Но вместе с тем самый сильный образ картины — имена ссыльных, вырезанные на бревнах, сплавляемых вниз по реке. Это отнюдь не художественная метафора, а правда: так было, так делали. И лишь по этим весточкам жены и дети могли определить: пока что их мужья и отцы еще живы. Но недаром срубы деревьев так похожи на надгробные плиты — других могильных памятников у этих людей уже не будет…
Условен и образ самого Варлама: очки — Берии, усики — Гитлера, замашки — любого диктатора, которого только можно вспомнить. Он является в чужой дом с оперной арией на устах, падает ниц перед красавицей, наизусть читает Шекспира. Ласково, с добрейшей улыбкой на лице предупреждает: «Все вижу, все замечаю. Так что остерегайтесь меня, остерегайтесь». И уходит, как уходили в древности: прыгает в окно, прямиком на лошадь. Чтобы тут же появиться в дверях снова. «Комедиант. Шут гороховый», — естественная реакция на такого рода «представление». Но шутки заканчиваются: «Родина в опасности». Цитируя Конфуция, Варлам яснее ясного определяет Задачу, которой поклоняется он и ему подобные: «“Трудно поймать черного кота в темной комнате, тем более если он там не находится”. Безусловно, мы стоим перед труднейшей задачей, но для нас нет преград! Если мы захотим, мы поймаем кота в темной комнате, даже если его там нет!»
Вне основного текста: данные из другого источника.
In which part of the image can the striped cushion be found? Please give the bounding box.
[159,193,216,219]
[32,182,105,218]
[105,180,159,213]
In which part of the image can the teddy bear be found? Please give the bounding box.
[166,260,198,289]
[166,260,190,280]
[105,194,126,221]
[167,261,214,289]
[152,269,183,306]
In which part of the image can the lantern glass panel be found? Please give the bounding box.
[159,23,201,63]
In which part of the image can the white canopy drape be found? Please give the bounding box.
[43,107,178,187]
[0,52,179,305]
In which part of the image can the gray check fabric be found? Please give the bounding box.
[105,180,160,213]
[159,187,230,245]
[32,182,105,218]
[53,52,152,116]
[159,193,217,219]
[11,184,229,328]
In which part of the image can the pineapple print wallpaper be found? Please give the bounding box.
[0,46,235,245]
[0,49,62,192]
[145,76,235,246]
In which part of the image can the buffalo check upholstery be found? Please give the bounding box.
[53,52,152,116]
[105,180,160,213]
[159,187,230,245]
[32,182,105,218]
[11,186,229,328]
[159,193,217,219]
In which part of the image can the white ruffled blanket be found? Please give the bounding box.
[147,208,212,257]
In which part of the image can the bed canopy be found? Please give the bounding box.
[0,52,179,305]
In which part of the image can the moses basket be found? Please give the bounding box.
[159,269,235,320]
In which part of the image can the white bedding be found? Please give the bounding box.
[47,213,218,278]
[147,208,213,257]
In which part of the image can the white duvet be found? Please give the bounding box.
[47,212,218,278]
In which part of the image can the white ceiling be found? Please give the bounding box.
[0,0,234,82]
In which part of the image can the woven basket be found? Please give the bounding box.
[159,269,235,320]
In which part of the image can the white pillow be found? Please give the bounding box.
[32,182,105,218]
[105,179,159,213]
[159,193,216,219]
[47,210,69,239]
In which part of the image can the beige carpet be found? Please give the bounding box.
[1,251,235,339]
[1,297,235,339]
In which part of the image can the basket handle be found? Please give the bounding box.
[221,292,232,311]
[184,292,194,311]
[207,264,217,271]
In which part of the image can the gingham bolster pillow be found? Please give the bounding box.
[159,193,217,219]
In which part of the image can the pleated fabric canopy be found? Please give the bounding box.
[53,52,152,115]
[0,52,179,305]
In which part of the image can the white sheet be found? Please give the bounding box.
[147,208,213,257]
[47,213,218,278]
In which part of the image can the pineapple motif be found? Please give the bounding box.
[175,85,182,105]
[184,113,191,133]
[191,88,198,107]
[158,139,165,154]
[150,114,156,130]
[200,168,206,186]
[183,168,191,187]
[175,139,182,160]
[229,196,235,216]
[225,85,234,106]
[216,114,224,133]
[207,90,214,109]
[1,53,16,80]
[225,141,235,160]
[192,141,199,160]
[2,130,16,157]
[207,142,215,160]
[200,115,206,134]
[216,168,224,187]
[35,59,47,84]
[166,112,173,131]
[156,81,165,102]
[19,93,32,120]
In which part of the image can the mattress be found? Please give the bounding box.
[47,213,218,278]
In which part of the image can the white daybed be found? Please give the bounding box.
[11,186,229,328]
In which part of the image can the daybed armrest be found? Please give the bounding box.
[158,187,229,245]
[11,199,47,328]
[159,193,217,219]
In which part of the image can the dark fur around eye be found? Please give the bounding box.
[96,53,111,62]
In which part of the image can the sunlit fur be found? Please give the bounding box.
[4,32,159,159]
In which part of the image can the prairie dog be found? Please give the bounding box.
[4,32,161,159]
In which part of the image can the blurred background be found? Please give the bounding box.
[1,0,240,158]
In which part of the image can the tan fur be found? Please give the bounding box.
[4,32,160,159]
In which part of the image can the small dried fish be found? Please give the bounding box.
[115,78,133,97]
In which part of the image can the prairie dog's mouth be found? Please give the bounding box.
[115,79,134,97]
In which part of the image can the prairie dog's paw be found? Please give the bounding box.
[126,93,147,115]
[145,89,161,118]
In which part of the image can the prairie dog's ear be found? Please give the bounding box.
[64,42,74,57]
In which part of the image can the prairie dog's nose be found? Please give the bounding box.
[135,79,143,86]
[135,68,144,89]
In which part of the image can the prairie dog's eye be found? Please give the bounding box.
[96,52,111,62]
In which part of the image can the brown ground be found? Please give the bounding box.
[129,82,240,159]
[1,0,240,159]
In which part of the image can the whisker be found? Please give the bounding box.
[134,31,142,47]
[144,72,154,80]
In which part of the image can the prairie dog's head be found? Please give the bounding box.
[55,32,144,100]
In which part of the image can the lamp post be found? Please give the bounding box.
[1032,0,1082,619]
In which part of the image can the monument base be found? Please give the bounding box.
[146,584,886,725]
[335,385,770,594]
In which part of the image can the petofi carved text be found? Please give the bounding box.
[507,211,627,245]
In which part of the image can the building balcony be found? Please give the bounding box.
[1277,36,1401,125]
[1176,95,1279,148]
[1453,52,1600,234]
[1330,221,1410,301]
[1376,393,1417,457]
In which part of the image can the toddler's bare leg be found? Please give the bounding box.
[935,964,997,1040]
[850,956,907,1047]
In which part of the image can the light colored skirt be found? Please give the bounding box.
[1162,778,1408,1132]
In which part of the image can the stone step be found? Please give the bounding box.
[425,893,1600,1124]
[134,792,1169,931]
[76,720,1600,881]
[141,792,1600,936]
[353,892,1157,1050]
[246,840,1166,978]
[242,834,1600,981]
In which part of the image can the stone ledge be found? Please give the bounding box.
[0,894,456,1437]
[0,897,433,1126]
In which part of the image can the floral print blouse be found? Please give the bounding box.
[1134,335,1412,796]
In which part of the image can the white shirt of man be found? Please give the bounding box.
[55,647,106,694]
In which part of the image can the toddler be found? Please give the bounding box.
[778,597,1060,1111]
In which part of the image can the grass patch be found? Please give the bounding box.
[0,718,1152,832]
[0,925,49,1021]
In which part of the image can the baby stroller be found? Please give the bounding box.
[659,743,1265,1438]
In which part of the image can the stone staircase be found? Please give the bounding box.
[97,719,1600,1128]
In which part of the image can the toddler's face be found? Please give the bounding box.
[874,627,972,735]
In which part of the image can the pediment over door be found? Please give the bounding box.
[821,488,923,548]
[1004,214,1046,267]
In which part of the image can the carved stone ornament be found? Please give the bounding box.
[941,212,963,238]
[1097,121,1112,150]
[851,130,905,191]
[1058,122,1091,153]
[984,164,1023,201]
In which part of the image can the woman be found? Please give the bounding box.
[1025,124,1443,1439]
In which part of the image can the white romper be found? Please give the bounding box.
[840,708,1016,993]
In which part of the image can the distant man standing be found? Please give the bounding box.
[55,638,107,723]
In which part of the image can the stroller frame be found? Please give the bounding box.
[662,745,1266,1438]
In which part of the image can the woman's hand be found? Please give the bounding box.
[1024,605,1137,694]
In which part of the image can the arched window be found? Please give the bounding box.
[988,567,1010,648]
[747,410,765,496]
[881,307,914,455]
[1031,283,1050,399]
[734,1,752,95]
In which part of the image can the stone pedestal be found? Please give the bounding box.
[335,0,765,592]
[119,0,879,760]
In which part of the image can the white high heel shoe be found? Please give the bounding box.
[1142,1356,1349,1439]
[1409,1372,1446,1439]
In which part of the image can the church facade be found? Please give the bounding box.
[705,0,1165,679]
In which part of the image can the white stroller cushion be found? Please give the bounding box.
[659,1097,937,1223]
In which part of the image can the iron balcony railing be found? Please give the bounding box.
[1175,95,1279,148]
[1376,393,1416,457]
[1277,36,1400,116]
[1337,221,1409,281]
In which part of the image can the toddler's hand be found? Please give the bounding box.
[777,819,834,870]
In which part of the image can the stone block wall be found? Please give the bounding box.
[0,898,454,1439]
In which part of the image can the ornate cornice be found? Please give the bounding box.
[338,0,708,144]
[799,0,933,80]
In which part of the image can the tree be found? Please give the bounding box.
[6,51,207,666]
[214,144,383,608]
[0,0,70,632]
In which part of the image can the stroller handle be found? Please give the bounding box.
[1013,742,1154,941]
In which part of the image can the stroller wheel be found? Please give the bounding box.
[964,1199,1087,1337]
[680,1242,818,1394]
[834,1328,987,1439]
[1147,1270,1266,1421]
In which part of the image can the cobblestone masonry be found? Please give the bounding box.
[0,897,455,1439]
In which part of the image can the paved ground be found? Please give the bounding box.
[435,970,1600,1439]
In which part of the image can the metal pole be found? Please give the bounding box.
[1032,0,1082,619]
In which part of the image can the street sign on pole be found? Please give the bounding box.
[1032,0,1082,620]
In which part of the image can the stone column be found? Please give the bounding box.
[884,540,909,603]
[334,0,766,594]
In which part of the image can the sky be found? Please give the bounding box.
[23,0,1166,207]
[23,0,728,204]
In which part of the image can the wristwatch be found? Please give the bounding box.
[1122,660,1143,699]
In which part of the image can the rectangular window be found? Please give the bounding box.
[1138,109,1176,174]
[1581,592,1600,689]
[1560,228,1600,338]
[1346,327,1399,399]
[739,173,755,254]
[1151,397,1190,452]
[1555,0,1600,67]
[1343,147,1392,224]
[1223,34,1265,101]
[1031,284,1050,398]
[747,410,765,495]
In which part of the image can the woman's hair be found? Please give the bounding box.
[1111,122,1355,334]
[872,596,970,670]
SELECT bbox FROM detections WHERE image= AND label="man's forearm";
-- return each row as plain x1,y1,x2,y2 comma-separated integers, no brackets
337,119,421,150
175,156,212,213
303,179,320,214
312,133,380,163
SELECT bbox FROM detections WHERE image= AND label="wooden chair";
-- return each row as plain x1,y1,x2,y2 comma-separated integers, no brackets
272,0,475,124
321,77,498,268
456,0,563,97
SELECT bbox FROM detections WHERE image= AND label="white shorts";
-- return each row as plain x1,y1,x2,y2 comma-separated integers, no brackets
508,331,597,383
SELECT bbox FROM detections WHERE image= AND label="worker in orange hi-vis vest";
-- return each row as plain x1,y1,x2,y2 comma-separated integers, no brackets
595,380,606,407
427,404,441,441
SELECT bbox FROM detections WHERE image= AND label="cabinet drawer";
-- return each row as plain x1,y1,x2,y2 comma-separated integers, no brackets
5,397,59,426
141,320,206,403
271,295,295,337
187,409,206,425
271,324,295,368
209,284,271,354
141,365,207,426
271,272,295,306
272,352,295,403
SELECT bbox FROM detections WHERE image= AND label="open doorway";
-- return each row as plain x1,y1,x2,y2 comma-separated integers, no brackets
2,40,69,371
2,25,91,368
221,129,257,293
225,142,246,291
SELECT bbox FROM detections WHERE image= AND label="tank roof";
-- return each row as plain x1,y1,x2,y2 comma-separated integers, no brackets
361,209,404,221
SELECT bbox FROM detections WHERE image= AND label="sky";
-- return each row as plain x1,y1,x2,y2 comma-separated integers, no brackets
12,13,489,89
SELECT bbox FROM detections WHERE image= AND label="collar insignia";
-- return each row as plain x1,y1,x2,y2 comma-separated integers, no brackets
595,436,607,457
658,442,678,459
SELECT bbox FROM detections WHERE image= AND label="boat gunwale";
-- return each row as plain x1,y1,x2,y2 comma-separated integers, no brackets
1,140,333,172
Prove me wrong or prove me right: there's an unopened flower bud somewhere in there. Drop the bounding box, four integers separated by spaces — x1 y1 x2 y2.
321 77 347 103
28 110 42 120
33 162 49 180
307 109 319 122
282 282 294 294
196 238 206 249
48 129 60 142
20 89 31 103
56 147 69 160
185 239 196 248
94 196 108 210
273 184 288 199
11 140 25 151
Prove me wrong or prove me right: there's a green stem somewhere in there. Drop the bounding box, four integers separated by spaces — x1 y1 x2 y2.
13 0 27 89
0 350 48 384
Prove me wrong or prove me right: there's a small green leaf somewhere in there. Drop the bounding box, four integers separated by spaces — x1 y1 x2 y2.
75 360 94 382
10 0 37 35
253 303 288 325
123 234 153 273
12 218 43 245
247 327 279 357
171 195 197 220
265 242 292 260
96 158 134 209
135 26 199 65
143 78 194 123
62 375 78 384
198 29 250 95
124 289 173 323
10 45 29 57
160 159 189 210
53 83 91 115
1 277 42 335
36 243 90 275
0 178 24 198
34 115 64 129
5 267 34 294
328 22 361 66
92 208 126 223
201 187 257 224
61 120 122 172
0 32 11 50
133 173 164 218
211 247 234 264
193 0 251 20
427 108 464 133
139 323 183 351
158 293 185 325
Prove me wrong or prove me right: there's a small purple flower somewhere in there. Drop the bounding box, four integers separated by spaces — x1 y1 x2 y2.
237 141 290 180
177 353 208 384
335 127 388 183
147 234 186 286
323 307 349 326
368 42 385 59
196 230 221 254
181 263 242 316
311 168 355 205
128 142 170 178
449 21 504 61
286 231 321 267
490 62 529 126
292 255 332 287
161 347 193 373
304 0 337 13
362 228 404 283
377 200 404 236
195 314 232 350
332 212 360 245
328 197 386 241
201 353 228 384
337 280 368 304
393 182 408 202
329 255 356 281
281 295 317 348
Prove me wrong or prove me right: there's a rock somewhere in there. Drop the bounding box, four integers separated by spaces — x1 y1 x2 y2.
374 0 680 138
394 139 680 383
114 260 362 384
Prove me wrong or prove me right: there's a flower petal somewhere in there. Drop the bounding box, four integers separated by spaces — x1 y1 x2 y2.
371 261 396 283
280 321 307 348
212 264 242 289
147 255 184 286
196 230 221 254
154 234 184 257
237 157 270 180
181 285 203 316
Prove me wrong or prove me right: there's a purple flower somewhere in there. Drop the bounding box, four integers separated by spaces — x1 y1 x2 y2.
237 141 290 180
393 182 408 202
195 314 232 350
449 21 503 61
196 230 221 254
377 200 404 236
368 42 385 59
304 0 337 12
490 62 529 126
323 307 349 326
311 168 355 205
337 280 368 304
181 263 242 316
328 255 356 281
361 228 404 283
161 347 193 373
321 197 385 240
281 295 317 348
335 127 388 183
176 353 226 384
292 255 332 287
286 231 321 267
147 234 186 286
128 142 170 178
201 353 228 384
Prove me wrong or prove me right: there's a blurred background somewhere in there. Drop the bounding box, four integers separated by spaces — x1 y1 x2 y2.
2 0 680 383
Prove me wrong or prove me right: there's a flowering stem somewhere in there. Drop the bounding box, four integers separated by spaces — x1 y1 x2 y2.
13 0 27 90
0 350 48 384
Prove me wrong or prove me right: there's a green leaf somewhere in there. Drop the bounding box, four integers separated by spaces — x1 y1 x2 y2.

«Тогда время было сложное», — спустя десятилетия пытается оправдать своего отца выросший Авель (обе роли играет Автандил Махарадзе). «Причем тут время?!» — возмущается юный внук тирана, неожиданно для себя узнавший всю неприглядную правду о деде (дебют Мераба Нинидзе, современному зрителю известного по «Бумажному солдату»). Причем?.. «Героя время родит», — говорится в фильме. И антигероя тоже.
В конце фильма повествование делает круг — и мы снова возвращаемся к прекрасному торту с кремовыми розочками и аккуратной церковью. Выглянув в окно, Кетеван видит стоящую перед ней вековую старушку (великая грузинская актриса Верико Анджапаридзе). «Скажите, эта дорога приведет к храму?» — спрашивает та ее. «Это улица Варлама. Не эта улица ведет к храму». — «Тогда зачем она нужна? К чему дорога, если она не приводит к храму?..» Один из самых великих финалов в истории кино стал началом новой эпохи в истории необъятного государства, которое тогда называлось Советским Союзом. Это было началом неотвратимого конца, как известно.
Персонажи фильмов Тенгиза Абуладзе говорят на грузинском языке. Имеет смысл особо прислушаться к картинам, в которых перевод идет одним голосом («Древо желания», например). Сперва звучит реплика по-грузински. Переводчик не спешит тараторить, он предлагает зрителю насладиться напевностью слова, его акцентами, нюансами. И лишь потом, не торопясь, переходит на русский — позволяя, таким образом, одинаково прочувствовать прелесть обоих языков, не теряя ничего в сюжетном плане, а только приобретая в художественном.
Точно также и сам Тенгиз Абуладзе рассказывал истории своей Родины — так, чтобы весь мир не только понял их, услышал и оценил, но и нашел в них что-то свое, близкое и родное по духу.